Pular para o conteúdo

Intolerância e preconceito

A antiga tradição ameaçada pela violência e pelo preconceito

Nos últimos anos as regiões cobertas pela tradição Theravada presenciam participações ativas, para o bem e para o mal, do monasticismo buddhista. Temos visto os dois extremos: monges que se levantam corajosamente contra as injustiças sociais e monges que ativamente se esforçam para aumentar o ódio e a intolerância.

Numa completa oposição àqueles corajosos monges que lideraram as passeatas contra a ditadura na Birmânia em 1988 e 2007, um novo movimento ultranacionalista surgiu denominado 969, liderado por um certo U Wirathu. A campanha que esse movimento promove é abertamente antimuçulmana, com um discurso de ódio e intolerância. A história política da Birmânia é extremamente complexa, com diversos grupos étnicos e culturais sendo obrigados a viverem juntos à força, opressões culturais de longa data, e manipulações políticas evidentes. Como entender o surgimento de um grupo de monges ultranacionalista num país afetado por décadas de ditadura? Uma das maneiras é suspeitar de que elementos governamentais da antiga ditadura têm tido um papel no apoio a movimentos de intolerância étnica de modo a tirar a atenção de problemas mais profundos presentes no governo. Hoje, como antes, na política, a melhor forma de fazer o povo esquecer das crises é fazê-lo crer que todos os problemas provêm de um “inimigo” lá fora.

Forças semelhantes podem ser utilizadas para compreender o incrível crescimento de um partido nacionalista buddhista no Sri Lanka, o Bodu Bala Sena, com o mesmo discurso de ódio e intolerância contra as minorias muçulmanas. O problema é complexo, e quase nunca a mídia noticia o outro lado da questão: a opressão contra as minorias buddhistas em países muçulmanos e a injeção de altas somas de dinheiro na expansão islâmica em países buddhistas por parte de governos muçulmanos árabes.

Na Tailândia os monges estiveram presentes dos dois lados da disputa que se arrasta há anos entre manifestantes pró e contra o ex-primeiro ministro Thaksin Shinawatra, acusado e condenado por corrupção, mas extremamente populista.
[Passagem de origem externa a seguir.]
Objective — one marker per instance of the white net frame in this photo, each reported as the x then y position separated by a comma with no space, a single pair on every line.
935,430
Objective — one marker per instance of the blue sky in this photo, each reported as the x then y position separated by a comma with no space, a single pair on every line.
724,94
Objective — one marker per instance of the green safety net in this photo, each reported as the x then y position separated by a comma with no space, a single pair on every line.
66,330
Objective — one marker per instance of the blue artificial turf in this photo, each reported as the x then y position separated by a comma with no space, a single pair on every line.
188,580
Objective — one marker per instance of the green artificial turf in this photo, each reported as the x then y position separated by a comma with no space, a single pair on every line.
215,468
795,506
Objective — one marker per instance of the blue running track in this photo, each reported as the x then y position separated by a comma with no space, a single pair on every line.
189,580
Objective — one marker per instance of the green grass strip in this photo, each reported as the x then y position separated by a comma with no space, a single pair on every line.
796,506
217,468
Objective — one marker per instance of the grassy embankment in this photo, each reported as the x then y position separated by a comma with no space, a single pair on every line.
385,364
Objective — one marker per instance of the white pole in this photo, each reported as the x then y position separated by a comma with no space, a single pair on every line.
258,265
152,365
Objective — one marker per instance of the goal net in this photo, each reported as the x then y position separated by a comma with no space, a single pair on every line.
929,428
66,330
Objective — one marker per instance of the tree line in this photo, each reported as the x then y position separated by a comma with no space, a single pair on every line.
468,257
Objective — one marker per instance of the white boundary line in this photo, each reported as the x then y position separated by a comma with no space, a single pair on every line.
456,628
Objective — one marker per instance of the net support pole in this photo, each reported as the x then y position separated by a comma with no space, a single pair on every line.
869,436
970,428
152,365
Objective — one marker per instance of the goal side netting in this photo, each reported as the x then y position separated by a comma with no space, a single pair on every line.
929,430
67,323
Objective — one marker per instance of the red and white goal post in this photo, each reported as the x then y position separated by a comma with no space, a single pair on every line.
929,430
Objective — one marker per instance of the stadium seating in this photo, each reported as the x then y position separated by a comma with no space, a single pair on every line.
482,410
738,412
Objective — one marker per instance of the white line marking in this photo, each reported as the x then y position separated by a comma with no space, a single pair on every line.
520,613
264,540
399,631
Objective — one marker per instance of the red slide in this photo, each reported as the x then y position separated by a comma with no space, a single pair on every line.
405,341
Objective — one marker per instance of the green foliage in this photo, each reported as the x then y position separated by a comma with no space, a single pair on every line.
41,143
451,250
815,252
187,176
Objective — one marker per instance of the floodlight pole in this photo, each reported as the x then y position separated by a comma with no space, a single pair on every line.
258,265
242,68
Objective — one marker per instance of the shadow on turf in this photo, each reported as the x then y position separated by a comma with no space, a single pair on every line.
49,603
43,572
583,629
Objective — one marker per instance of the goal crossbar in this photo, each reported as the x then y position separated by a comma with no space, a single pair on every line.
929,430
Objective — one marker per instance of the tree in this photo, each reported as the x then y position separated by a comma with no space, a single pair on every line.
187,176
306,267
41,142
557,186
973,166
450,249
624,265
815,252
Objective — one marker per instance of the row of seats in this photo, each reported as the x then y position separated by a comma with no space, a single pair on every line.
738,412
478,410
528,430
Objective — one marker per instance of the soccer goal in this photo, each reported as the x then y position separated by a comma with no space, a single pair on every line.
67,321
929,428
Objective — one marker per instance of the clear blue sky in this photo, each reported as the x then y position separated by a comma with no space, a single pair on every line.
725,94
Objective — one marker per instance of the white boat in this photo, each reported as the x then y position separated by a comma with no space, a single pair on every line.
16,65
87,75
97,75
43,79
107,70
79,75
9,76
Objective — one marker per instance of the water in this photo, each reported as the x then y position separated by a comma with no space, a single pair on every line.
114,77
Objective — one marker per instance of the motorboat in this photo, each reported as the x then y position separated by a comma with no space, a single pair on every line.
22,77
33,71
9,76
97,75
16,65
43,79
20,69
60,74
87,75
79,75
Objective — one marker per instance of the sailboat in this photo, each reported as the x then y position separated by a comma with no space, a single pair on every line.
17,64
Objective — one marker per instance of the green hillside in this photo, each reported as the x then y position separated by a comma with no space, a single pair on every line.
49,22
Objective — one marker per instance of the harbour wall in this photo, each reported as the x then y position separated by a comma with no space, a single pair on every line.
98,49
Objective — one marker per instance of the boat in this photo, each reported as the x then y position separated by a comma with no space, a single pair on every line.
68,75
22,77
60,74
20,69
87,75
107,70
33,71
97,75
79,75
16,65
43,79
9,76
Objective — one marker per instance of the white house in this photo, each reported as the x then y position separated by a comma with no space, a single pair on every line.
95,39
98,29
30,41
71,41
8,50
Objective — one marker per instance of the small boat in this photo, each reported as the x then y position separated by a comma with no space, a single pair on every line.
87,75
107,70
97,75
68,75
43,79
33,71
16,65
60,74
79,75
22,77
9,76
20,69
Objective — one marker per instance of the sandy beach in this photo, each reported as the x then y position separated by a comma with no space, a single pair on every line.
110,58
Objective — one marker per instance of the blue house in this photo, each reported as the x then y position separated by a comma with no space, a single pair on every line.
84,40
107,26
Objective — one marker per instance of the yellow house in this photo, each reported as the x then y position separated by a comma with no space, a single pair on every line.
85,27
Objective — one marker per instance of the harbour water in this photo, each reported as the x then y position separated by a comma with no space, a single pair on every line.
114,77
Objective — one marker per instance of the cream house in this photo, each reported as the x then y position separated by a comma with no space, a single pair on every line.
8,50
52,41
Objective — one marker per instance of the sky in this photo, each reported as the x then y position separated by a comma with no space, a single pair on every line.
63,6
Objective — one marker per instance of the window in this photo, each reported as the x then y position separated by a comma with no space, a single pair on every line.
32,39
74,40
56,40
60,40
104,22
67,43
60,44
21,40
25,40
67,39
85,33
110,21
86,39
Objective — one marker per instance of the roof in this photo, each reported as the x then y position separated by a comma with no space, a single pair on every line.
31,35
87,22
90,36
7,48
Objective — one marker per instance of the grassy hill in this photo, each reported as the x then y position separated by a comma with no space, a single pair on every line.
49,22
Na semana passada no Camboja muitos monges estiveram presentes no Freedom Park em Phnom Penh numa passeata a favor da liberdade de expressão. O monge But Buntenh, fundador da Rede Independente de Monges a Favor da Justiça Social, ao liderar um protesto antigoverno, disse: Não queremos um governo que controle as pessoas. Queremos que o povo controle o regime. Quem quer que seja um amante da justiça, nós estaremos ao seu lado”. Por todos os cantos do Camboja e outros países de maioria theravada temos monges ativamente engajados na melhoria das condições sociais do povo sofrido. Verdadeiramente, vemos entre os monges, do mesmo modo que na vida laica de todos os povos, as mesmas diferenças de opiniões, preconceitos, preferências, e as decisões, benéficas e prejudiciais, que resultam disso.

Preconceito e intolerância são resultados do egoísmo e do apego. Vale lembrar as palavras de Ajahn Buddhadasa: “Se eles não se apegam, se conseguem ‘deixar passar’, então, permitirão que tudo seja natural, seja comum, seja tathātā, seja ‘simplesmente assim, de tal modo que se tiverem que fazer alguma coisa serão capazes de simplesmente fazer, se tiverem que obter alguma coisa, então, apenas obterão, se tiverem que comer, apenas comerão, e assim por diante, sendo capazes de fazer tudo sem apego, isto é, agirão corretamente, de modo honrado – e, então, descobrirão que têm mais do que o suficiente de tudo”.

É hora dos seres humanos, incluindo monges e monjas, refletirem sobre preconceito e intolerância.